В глазах Фреда появилась усмешка — совсем как у его покойного брата Карла:
—
Тебе прямо тут докладывать, гауптштурмфюрер? Давно получил новый чин? Пойдем к тебе. Я тебя не скомпрометирую. Как-никак член гитлерюгенда. И надеюсь, ты меня напоишь хорошим кофе, согласен на чай. Персональной машины еще не удостоили?— Как видишь…
В самом конце Ундер-дер-Линден удалось сесть в автобус. До Тиргартена ехали молча, автобус был набит битком. На Дорна косились — черный мундир настораживал пассажиров.
— А заброшено у тебя, — процедил Фред сквозь зубы, располагаясь на кухне. Щурясь смотрел на пламя газовой горелки. — Помнишь, как вы с Карлом пирожные принесли мне и Лоре?
— Помню, Фред. Я ничего не забыл. И прежде всего — доброту твоего отца. Если бы тогда он не вытащил меня из казармы, если бы не сдал комнатку Герды…
— Ладно. Прошлое все это, прошлое…
— Суров ты, однако. Так что отец?
— Есть такая болезнь — старость называется.
— Ну а Герда?
— Особый разговор. Тоже не из легких.
— Тогда рассказывай о себе. Значит, решил стать государственным или партийным функционером — для того и созданы, как я понимаю, эти школы «Адольфа Гитлера»?
— Во-первых, чтобы бороться с врагом, его надо знать, — обстоятельным тоном ответил Фред. — Во-вторых, я всю жизнь беру пример со старших, например, с некоего Дорна. Знаешь такого? В комнатке Герды у моего отца жил… Вот и научился я у него кое-чему. Первое — иметь два лица. Очень полезно и перспективно в настоящей исторической ситуации. Ну, а в-третьих, учиться надо, ибо надо выходить в люди и думать о будущем, и не только о личном будущем. Во мне, правда, теперь культивируют дух штурмовых отрядов, как учит советник по делам просвещения Ахелис. Есть такой теоретик. Словом, как говорит фюрер: «Мы вырастим молодежь, перед которой содрогнется мир: молодежь резкую, требовательную и жестокую. Я хочу, чтобы она походила на молодых диких зверей». Аппетит у нас и правда зверский… Жрать хочется, когда тебя на пайке держат.
— А цитатку ты, конечно, в школе Адольфа Гитлера вызубрил? Но прежние связи у тебя сохранились?
— Еще бы! Я для группы Робби неоценимый кадр. «Красная капелла» оттого и жива, что в ней люди с двойной жизнью работают.
— О «Красной капелле» я немного знаю. Но кто такой Робби и что за группа?

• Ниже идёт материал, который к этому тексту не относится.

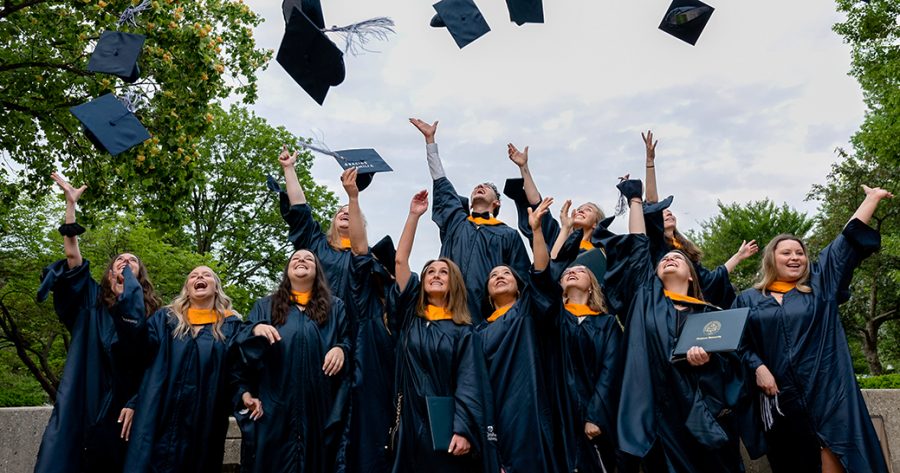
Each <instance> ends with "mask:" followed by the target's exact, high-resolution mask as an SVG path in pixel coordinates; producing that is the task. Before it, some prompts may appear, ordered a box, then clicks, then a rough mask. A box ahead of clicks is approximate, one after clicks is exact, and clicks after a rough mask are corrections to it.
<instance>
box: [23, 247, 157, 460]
mask: <svg viewBox="0 0 900 473" xmlns="http://www.w3.org/2000/svg"><path fill="white" fill-rule="evenodd" d="M123 275H124V277H125V290H124V292H123V293H122V295H121V296H119V299H118V300H117V301H116V303H115V305H113V306H112V307H111V308H108V307H106V305H105V304H104V303H103V302H102V301H101V300H100V285H99V284H97V282H96V281H94V279H93V278H92V277H91V272H90V262H89V261H88V260H84V262H83V263H82V264H81V266H78V267H75V268H72V269H69V268H68V265H67V262H66V260H60V261H57V262H55V263H53V264H52V265H50V266H48V267H47V268H46V269H45V270H44V279H43V281H42V284H41V288H40V290H39V291H38V300H44V299H45V298H46V297H47V295H48V292H49V291H50V290H52V291H53V306H54V309H55V310H56V315H57V316H58V317H59V321H60V322H62V323H63V325H65V326H66V329H68V330H69V333H70V334H71V341H70V342H69V350H68V353H67V355H66V365H65V367H64V368H63V374H62V378H61V380H60V384H59V389H58V390H57V392H56V402H55V403H54V405H53V413H52V414H50V421H49V422H48V423H47V428H46V429H45V430H44V435H43V438H42V439H41V447H40V450H39V451H38V456H37V462H36V464H35V468H34V471H35V472H41V473H43V472H82V471H84V472H93V471H122V462H123V461H124V458H125V449H126V448H127V444H126V443H125V441H124V440H122V439H121V438H120V437H119V434H120V432H121V430H122V425H121V424H118V423H117V420H118V418H119V413H120V412H121V410H122V408H123V407H126V403H127V402H128V401H129V400H130V399H131V398H132V396H134V394H135V393H136V392H137V388H138V385H139V384H140V379H141V378H140V376H141V370H140V368H139V366H138V363H136V362H135V356H136V353H134V351H133V348H134V345H133V344H132V343H129V341H130V340H129V339H128V333H129V332H128V331H127V329H125V330H120V328H124V327H123V326H122V324H126V323H127V321H128V320H138V319H142V318H145V316H146V314H145V313H144V310H145V309H144V293H143V289H142V288H141V285H140V284H139V283H138V281H137V279H136V278H135V277H134V275H133V274H132V273H131V269H130V268H128V267H126V269H125V271H124V274H123ZM120 332H121V333H120Z"/></svg>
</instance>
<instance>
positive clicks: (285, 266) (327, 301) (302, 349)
mask: <svg viewBox="0 0 900 473" xmlns="http://www.w3.org/2000/svg"><path fill="white" fill-rule="evenodd" d="M350 337H351V334H350V328H349V322H348V321H347V316H346V313H345V309H344V302H343V301H341V300H340V299H338V298H337V297H334V296H332V294H331V291H330V290H329V288H328V281H327V280H326V278H325V274H324V271H323V270H322V268H321V262H320V260H319V259H318V258H316V255H315V254H313V253H312V252H310V251H309V250H297V251H295V252H294V253H293V254H292V255H291V258H290V260H289V261H288V263H287V265H286V266H285V268H284V272H283V274H282V278H281V282H280V283H279V285H278V287H277V288H276V289H275V291H274V292H273V293H272V295H270V296H266V297H264V298H262V299H260V300H258V301H256V303H255V304H254V305H253V309H252V310H251V311H250V315H249V316H248V321H247V324H246V325H245V326H244V328H243V329H242V331H241V335H240V336H239V337H238V338H237V340H236V346H237V350H238V351H239V353H240V354H241V356H240V360H241V361H240V363H239V364H238V366H237V369H236V371H235V379H236V382H237V384H238V389H237V395H238V396H240V400H241V403H240V406H239V407H240V408H242V409H243V410H244V411H245V412H238V415H237V416H236V417H237V418H238V420H239V425H240V426H241V430H242V433H243V436H242V438H243V440H242V441H243V442H244V444H243V445H242V447H241V468H242V471H245V472H267V471H274V470H279V471H304V472H309V473H312V472H318V473H329V472H333V471H339V470H340V469H341V468H342V467H343V464H344V456H343V448H344V447H345V445H344V442H343V437H342V435H343V433H344V421H345V419H344V417H345V416H344V413H345V411H344V407H345V401H346V398H347V395H348V392H349V381H350V380H349V376H348V371H349V370H348V369H347V367H349V366H350V365H349V363H345V360H349V356H350V350H351V341H350V340H351V339H350ZM384 375H385V376H387V375H388V374H387V373H384Z"/></svg>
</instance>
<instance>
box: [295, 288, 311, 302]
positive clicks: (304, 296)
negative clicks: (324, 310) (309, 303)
mask: <svg viewBox="0 0 900 473" xmlns="http://www.w3.org/2000/svg"><path fill="white" fill-rule="evenodd" d="M311 296H312V292H300V291H294V290H292V291H291V300H292V301H294V302H295V303H297V304H300V305H306V304H309V298H310V297H311Z"/></svg>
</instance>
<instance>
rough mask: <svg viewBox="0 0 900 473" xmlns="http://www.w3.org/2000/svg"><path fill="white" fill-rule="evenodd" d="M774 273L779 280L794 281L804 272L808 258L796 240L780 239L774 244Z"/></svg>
mask: <svg viewBox="0 0 900 473" xmlns="http://www.w3.org/2000/svg"><path fill="white" fill-rule="evenodd" d="M774 253H775V275H776V277H777V279H778V280H779V281H785V282H794V281H797V280H799V279H800V278H801V277H803V275H804V274H805V273H806V270H807V268H808V266H809V259H808V258H807V257H806V251H805V250H804V249H803V245H801V244H800V242H799V241H797V240H782V241H780V242H778V244H777V245H775V252H774Z"/></svg>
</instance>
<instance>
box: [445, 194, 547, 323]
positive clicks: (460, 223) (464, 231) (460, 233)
mask: <svg viewBox="0 0 900 473" xmlns="http://www.w3.org/2000/svg"><path fill="white" fill-rule="evenodd" d="M433 194H434V205H433V207H432V210H431V219H432V220H434V223H436V224H437V226H438V228H439V229H440V235H441V256H444V257H447V258H450V259H451V260H453V262H454V263H456V264H457V266H459V269H460V271H462V275H463V279H464V280H465V283H466V290H467V291H468V295H469V301H468V302H469V312H470V313H471V314H472V322H473V323H478V322H480V321H481V320H480V318H481V300H482V298H484V297H485V294H484V282H485V281H486V280H487V277H488V274H489V273H490V272H491V270H492V269H494V267H496V266H499V265H508V266H509V267H511V268H513V269H514V270H515V271H516V272H518V273H519V274H526V273H527V272H528V268H529V267H530V266H531V261H530V260H529V259H528V253H527V252H526V251H525V245H524V244H523V243H522V238H521V237H520V236H519V233H518V232H516V230H515V229H514V228H511V227H509V226H508V225H506V224H504V223H500V224H497V225H478V224H475V223H473V222H471V221H469V220H468V216H469V211H468V210H467V209H466V208H465V207H463V204H462V201H460V198H459V195H458V194H457V193H456V189H454V188H453V184H451V183H450V180H448V179H447V178H446V177H442V178H440V179H435V180H434V192H433Z"/></svg>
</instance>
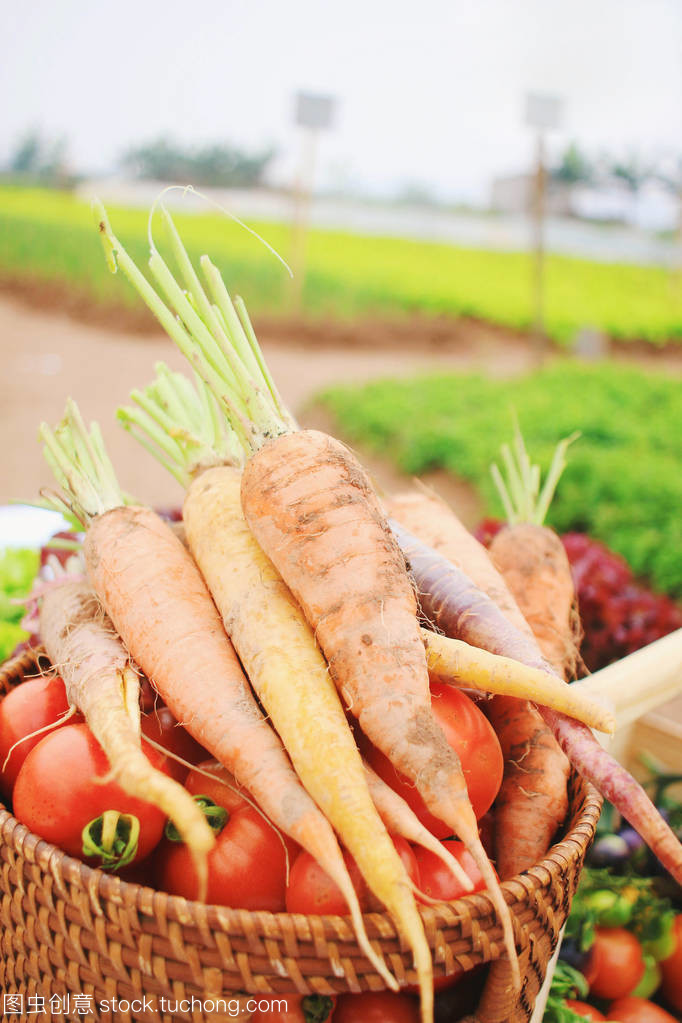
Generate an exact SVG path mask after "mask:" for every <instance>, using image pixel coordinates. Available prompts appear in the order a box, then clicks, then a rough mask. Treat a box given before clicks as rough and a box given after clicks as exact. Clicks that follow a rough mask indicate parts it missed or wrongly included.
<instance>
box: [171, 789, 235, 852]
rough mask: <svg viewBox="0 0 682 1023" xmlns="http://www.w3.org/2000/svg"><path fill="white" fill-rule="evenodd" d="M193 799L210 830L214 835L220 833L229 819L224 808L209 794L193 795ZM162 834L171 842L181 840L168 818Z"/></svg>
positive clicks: (179, 834) (174, 828) (228, 817)
mask: <svg viewBox="0 0 682 1023" xmlns="http://www.w3.org/2000/svg"><path fill="white" fill-rule="evenodd" d="M193 799H194V802H195V803H196V804H197V806H198V807H199V809H200V810H201V811H202V813H203V816H204V817H206V818H207V821H208V824H209V827H210V828H211V831H212V832H213V833H214V835H220V833H221V832H222V830H223V828H224V827H225V825H226V824H227V821H228V820H229V819H230V815H229V813H228V812H227V810H226V809H225V807H224V806H218V804H217V803H214V801H213V799H211V797H210V796H194V797H193ZM164 834H165V835H166V838H167V839H169V841H171V842H182V838H181V837H180V833H179V832H178V830H177V828H176V827H175V825H174V824H173V821H172V820H169V821H168V822H167V825H166V829H165V832H164Z"/></svg>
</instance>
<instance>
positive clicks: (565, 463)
mask: <svg viewBox="0 0 682 1023" xmlns="http://www.w3.org/2000/svg"><path fill="white" fill-rule="evenodd" d="M579 436H580V434H579V433H574V434H572V435H571V436H570V437H564V439H563V440H562V441H560V442H559V443H558V444H557V446H556V450H555V451H554V457H553V458H552V462H551V465H550V466H549V472H548V473H547V476H546V478H545V482H544V485H543V487H542V490H540V466H539V465H534V464H533V463H532V462H531V458H530V455H529V453H528V451H527V449H526V443H525V441H524V437H522V434H521V432H520V430H519V428H518V424H515V427H514V439H513V444H512V447H510V446H509V445H508V444H503V445H502V447H501V449H500V452H501V454H502V460H503V462H504V469H505V472H506V477H507V478H506V481H505V479H504V477H503V476H502V473H501V472H500V470H499V469H498V466H497V464H496V463H495V462H494V463H493V464H492V465H491V474H492V476H493V481H494V483H495V486H496V487H497V491H498V493H499V495H500V498H501V500H502V504H503V505H504V513H505V515H506V517H507V522H508V524H509V525H510V526H517V525H518V524H519V523H530V524H532V525H535V526H542V525H543V523H544V521H545V518H546V516H547V511H548V509H549V505H550V504H551V501H552V497H553V496H554V491H555V490H556V485H557V483H558V482H559V479H560V477H561V473H562V472H563V470H564V469H565V464H566V457H565V453H566V450H567V448H569V445H570V444H573V442H574V441H575V440H576V439H577V438H578V437H579Z"/></svg>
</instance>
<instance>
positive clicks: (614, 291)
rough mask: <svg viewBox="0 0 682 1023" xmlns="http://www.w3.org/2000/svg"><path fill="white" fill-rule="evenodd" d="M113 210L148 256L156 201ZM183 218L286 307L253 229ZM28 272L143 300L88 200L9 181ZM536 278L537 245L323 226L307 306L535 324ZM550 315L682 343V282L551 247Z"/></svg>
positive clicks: (37, 275) (5, 271)
mask: <svg viewBox="0 0 682 1023" xmlns="http://www.w3.org/2000/svg"><path fill="white" fill-rule="evenodd" d="M109 214H110V219H111V223H112V227H113V229H115V231H116V232H117V233H118V234H119V235H120V237H121V239H122V241H123V242H124V243H125V244H127V246H129V247H130V251H131V254H132V255H133V256H134V258H135V259H137V260H140V261H143V260H144V259H145V256H146V254H147V246H146V226H147V223H146V221H147V218H146V214H145V212H143V211H132V210H121V209H115V208H111V209H110V210H109ZM176 219H177V222H178V226H179V227H180V229H181V232H182V234H183V237H184V239H185V241H186V243H187V248H188V250H189V252H190V254H191V255H193V256H195V257H197V256H199V255H200V254H201V253H203V252H208V253H209V254H210V255H211V256H212V258H213V259H214V262H216V263H218V265H219V266H220V267H221V269H222V271H223V273H224V274H225V277H226V280H227V282H228V287H230V290H233V291H236V292H238V293H239V294H241V295H242V296H243V297H244V299H245V300H246V302H247V304H248V306H249V309H251V311H252V313H257V314H258V313H263V312H270V313H272V312H279V311H282V310H283V309H284V308H285V304H286V296H287V292H288V287H287V284H288V278H287V275H286V272H285V271H284V269H283V268H282V266H281V264H280V263H279V262H278V261H277V260H276V259H275V258H274V257H273V256H272V255H271V254H270V253H268V252H267V250H266V249H265V248H264V247H263V246H262V244H261V243H260V242H259V241H258V240H257V239H255V238H254V237H253V236H252V235H251V234H248V233H247V232H246V231H244V230H243V229H242V228H240V227H239V226H238V225H236V224H234V223H232V222H231V221H229V220H227V219H226V218H224V217H221V216H218V215H208V216H188V215H184V216H178V217H177V218H176ZM249 223H251V226H253V227H255V228H256V229H257V230H259V231H260V232H261V233H262V234H263V235H264V237H266V238H267V239H268V241H269V242H270V243H271V244H273V246H274V247H275V248H276V249H277V250H278V252H280V253H281V254H282V255H283V256H284V257H287V256H288V255H289V253H290V232H289V228H288V227H287V226H286V225H284V224H274V223H257V222H249ZM161 233H162V232H161V229H160V232H158V240H160V241H161ZM17 277H19V278H21V277H29V278H33V279H38V280H44V281H50V282H57V283H60V284H62V285H64V286H66V287H69V288H70V290H71V291H72V292H73V293H75V294H76V295H78V296H80V297H83V298H85V299H86V300H88V301H94V302H98V303H105V304H107V305H119V306H121V305H127V306H135V305H136V304H137V302H138V300H137V299H136V297H135V296H134V295H133V293H132V290H131V288H129V287H128V286H126V285H124V284H122V283H121V281H120V280H118V279H117V278H115V277H111V275H110V274H109V273H108V271H107V269H106V267H105V264H104V260H103V257H102V253H101V249H100V246H99V241H98V239H97V233H96V230H95V228H94V225H93V221H92V215H91V212H90V210H89V208H88V206H87V205H86V204H84V203H80V202H78V201H76V199H75V198H74V197H73V196H71V195H69V194H65V193H60V192H50V191H45V190H40V189H19V188H9V187H5V188H0V279H2V278H4V279H5V280H7V279H10V278H17ZM531 277H532V273H531V263H530V259H529V257H528V256H527V255H526V254H520V253H499V252H490V251H480V250H474V249H462V248H456V247H454V246H448V244H437V243H430V242H425V241H413V240H408V239H404V238H388V237H378V236H362V235H358V234H350V233H344V232H342V231H322V230H314V231H312V232H311V234H310V237H309V243H308V273H307V278H306V283H305V290H304V297H303V299H304V311H305V312H306V313H307V314H308V315H310V316H319V317H322V316H326V315H334V316H340V317H345V318H356V317H360V316H363V315H369V314H380V315H388V316H393V315H399V314H401V313H407V312H414V311H420V312H422V313H424V314H426V315H444V314H445V315H451V316H462V315H465V316H472V317H476V318H480V319H484V320H488V321H490V322H493V323H498V324H502V325H505V326H509V327H513V328H519V329H526V328H527V327H529V325H530V323H531V320H532V313H531ZM546 320H547V328H548V331H549V333H550V335H551V337H552V338H553V339H554V340H555V341H557V342H558V343H561V344H566V343H570V342H571V341H572V339H573V338H574V337H575V335H576V332H577V330H579V329H580V328H581V327H583V326H585V325H590V326H594V327H598V328H600V329H602V330H604V331H605V332H606V333H608V335H609V336H611V337H612V338H617V339H620V340H632V339H641V340H645V341H648V342H650V343H652V344H657V345H660V344H664V343H666V342H668V341H671V340H674V341H678V342H679V341H682V286H680V283H679V280H676V279H674V278H673V277H672V275H671V274H670V273H669V272H668V271H666V270H665V269H663V268H657V267H639V266H631V265H625V264H604V263H595V262H589V261H586V260H579V259H573V258H569V257H561V256H549V257H548V259H547V317H546Z"/></svg>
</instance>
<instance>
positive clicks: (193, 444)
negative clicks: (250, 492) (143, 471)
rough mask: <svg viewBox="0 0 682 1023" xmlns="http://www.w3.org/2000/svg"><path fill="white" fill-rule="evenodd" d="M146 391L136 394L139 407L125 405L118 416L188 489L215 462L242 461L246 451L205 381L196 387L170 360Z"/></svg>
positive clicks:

— Помнишь «оппель», под сиденьем которого рация стояла? Это и есть группа Робби. Его зовут Роберт Уриг, металлист, с тридцать четвертого по прошлый год отсидел, как положено. Отпустили под залог шестисот марок. Наши в молоке и хлебе детям отказывали… Он, его друзья по тюрьме Лукау и группа нашего Шульца. Я, Герда, еще есть надежные товарищи. Мог бы тебя свести с ними. Тебе опять нужна связь?
Дорн кивнул.
— Этот вопрос решаю не я. Ясность будет завтра. Можешь прийти в штаб «Силы через радость» нашего района? Завтра, часа в три? Я, кстати, после школы Адольфа Гитлера собираюсь работать именно чам, поскольку я ведь теперь еще и спортом серьезно занимаюсь, борьбой.
— Манят лавры Вернера Зееленбиндера?
— Ты его знаешь?
— Кто же не знает олимпийского чемпиона?
— На последних играх его засудили. Потому как чуют, что он наш. А он и правда наш. Кто тогда в Спорт-паласе был, когда Вернера засудили, лишили призового места, видели, этот железный человек рыдал как мальчик. Не медали ему жалко было. Он решил: если выиграет, значит, окажется под защитой Олимпийского комитета… Понадеялся, что «О, спорт, ты — мир» — это истина. И тогда думал прямо с пьедестала почета высказать, что такое фашизм и что на самом деле несет он Германии и всем простым честным немцам, что нацисты — самые обыкновенные бандиты. Вот он и капитан Ремер… Не знаю, может, с нами тебе, да и нам с тобой опасно дружбу водить, а вот с Ремером и Зееленбиндером хорошо бы тебе сойтись. Тебе Ремер точно нужен, — для убедительности Фред даже головой закивал. — У него крепкие связи с Центральной венской пожарной частью. Начнись в Австрии путч, поддержи этот путч вермахт, костяк всего австрийского сопротивления в этой части окажется, помяни мое слово. И имей это в виду. Видишь ли, нам тоже полезно знать то, что известно таким, как ты.